Mathematical Induction (1 Viewer)

[serge]

hey people this question has been getting on my nerves

prove by induction

sinq + sin3q + sin5q+...+sin(2n-1)q= [(1-cos2nq) / 2sinq]

using the already proven identity that

[cosy-cos(y+2q)] / 2sinq= sin(y+q)

 

[KFunk]

hey people this question has been getting on my nerves

prove by induction

sinq + sin3q + sin5q+...+sin(2n-1)q= [(1-cos2nq) / 2sinq]

using the already proven identity that

[cosy-cos(y+2q)] / 2sinq= sin(y+q)

Using [cosy-cos(y+2q)] / 2sinq= sin(y+q) you get the identity:

[cosy-cos(y+2q)] = 2sinqsin(y+q)

You assume true for k so:
sinq + sin3q + sin5q+...+sin(2k-1)q= [(1-cos2kq) / 2sinq] then you add sin(2k+1)q to both sides...
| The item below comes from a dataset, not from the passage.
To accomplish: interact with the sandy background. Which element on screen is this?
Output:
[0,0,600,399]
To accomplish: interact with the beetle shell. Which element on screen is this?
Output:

LHS = sinq + sin3q + sin5q+...+sin(2k-1)q + sin(2k+1)q
RHS = (1-cos2kq)/2sinq + sin(2k +1)q
= [2sinqsin(2k+1)q +1 - cos2kq]/2sinq

Looking at the identity you know that 2sinqsin(2kq+q) = cos2kq - cos(2kq + 2q) so,

RHS = [cos2kq - cos(2kq + 2q) + 1 - cos2kq]/2sinq
= [1 - cos2(k+1)q]/2sinq

Hence S_k ==> S_k+1

 

[.ben]

well done KFunk were you in Mr. Hayes' class at school?

 

[KFunk]

If things had been right I should have been. They didn't really put me in a class. I had a couple periods a week with Mr Niven ontop of my normal 3U classes instead.

 

[.ben]

oh that's bad. was niven crap? should we be scared if we get him for 3/4U?